Le 27 janvier 2025 est le jour du Souvenir
Le 27 janvier, jour de la libération des Juifs du camp d’extermination d’Auschwitzce n’est pas une fête comme les autres, car en plus d’être importante en soi, il a aussi pour tâche de réveiller une mémoire qui ne doit jamais rester en sommeil. Ce qui est pourtant fortement redouté, surtout à l’heure où de nouveaux conflits et divisions traversent le monde.
L’importance du témoignage
Après tout, Survivants de l’Holocauste, précieux témoins d’une histoire qui dépasse l’entendement humaindeviennent de plus en plus rares, et sans leur engagement et leurs efforts, le risque est que la commémoration se transforme peu à peu en un simple rituel. L’Italie a officialisé son engagement envers la mémoireavec la loi 211 de 2000, qui a institué le Jour du Souvenir pour commémorer la Shoah, les lois raciales, la persécution des citoyens juifs italiens et de ceux qui ont risqué leur vie pour sauver les autres et protéger les persécutés.
Cérémonie de remise du Diplôme honorifique en sciences historiques à Liliana Segre lors de la Journée du Souvenir à l’Université de Milan, le 27 janvier 2024. (Photo d’Alessandro Bremec/NurPhoto)
Que signifie « se souvenir » en 2025 ?
À une époque où l’information circule rapidement et l’histoire risque d’être réduite à de simples titresle véritable sens du jour du Souvenir doit évoluer, et non se diluer. C’était en 1945, lorsque les soldats de l’Armée rouge franchirent les portes d’Auschwitz, révélant au monde l’inimaginable. Ce moment, cristallisé dans le temps, il est devenu le symbole d’un éveil collectif de la conscience humaine. Plus de 1,1 million de vies ont été perdues dans ce seul domaine : un chiffre qui, dans sa froideur statistique, ne parvient pas à rendre compte de l’immensité de la tragédie personnelle qui se cache derrière chaque chiffre.
Événements pour le jour du Souvenir 2025
Pour 2025, les villes italiennes se mobilisent avec des initiatives qui cherchent à aller au-delà de la commémoration formelle. À MilanLe Mémorial de la Shoah ouvre ses portes gratuitement, tandis que le Orchestre Verdi Jazz rappelle, à travers la musique, les histoires d’Ezio et Renato Levi. À Bolognel’université promeut une réflexion sur le film Le domaine d’intérêt explorer comment la « banalité du mal » se cache dans la vie quotidienne.
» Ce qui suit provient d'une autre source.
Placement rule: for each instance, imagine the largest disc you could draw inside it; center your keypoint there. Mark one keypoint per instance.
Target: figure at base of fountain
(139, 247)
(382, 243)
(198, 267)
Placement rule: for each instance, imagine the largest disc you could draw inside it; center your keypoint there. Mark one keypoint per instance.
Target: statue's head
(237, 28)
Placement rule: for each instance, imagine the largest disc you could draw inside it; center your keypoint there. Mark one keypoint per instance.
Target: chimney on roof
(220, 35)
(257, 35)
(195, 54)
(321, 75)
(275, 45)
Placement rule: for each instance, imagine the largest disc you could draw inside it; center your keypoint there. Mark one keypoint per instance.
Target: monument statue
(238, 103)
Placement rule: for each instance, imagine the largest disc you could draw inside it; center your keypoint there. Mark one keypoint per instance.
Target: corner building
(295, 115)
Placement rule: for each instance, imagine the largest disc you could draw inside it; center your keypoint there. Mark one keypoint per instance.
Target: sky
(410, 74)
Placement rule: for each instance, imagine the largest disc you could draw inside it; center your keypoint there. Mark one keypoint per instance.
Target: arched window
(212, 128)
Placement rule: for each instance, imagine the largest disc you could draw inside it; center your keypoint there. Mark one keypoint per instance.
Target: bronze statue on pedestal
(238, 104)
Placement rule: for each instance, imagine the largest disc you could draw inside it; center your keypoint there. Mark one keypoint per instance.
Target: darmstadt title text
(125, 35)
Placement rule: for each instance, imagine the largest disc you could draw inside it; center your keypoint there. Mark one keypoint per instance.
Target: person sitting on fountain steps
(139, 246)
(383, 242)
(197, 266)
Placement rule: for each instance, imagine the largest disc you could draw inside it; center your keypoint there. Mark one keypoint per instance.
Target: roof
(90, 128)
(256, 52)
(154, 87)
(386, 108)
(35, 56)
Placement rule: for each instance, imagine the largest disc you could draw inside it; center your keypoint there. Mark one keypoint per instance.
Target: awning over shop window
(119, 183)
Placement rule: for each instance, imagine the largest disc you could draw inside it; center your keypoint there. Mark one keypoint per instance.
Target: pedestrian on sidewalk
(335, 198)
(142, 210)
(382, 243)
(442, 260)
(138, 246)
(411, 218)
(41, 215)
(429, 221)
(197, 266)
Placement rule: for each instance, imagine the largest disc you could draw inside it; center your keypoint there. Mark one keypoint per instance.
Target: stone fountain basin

Rome répond avec « La mémoire génère l’avenir », un programme qui englobe quarante initiatives différentes.
Le 27 janvier n’est pas qu’une date sur le calendrier
Mais au-delà des cérémonies officielles, le véritable test réside dans la capacité de reconnaître, Aujourd’hui, les graines de l’intolérance et de la haine germent sous de nouvelles formes. Pour cette raison, a-t-on dit, les témoignages des survivants sont fondamentaux : parce que ce ne sont pas que des histoires du passémais ce sont des boussoles pour le présent. Bref, le 27 janvier ne doit pas être qu’une simple date inscrite sur le calendrier. Ce devrait être un moment de réflexion et de comparaison. Mémoirele vrai, en fait, ce n’est pas qu’un exercice de nostalgiemais un outil pour comprendre le présent et construire l’avenir.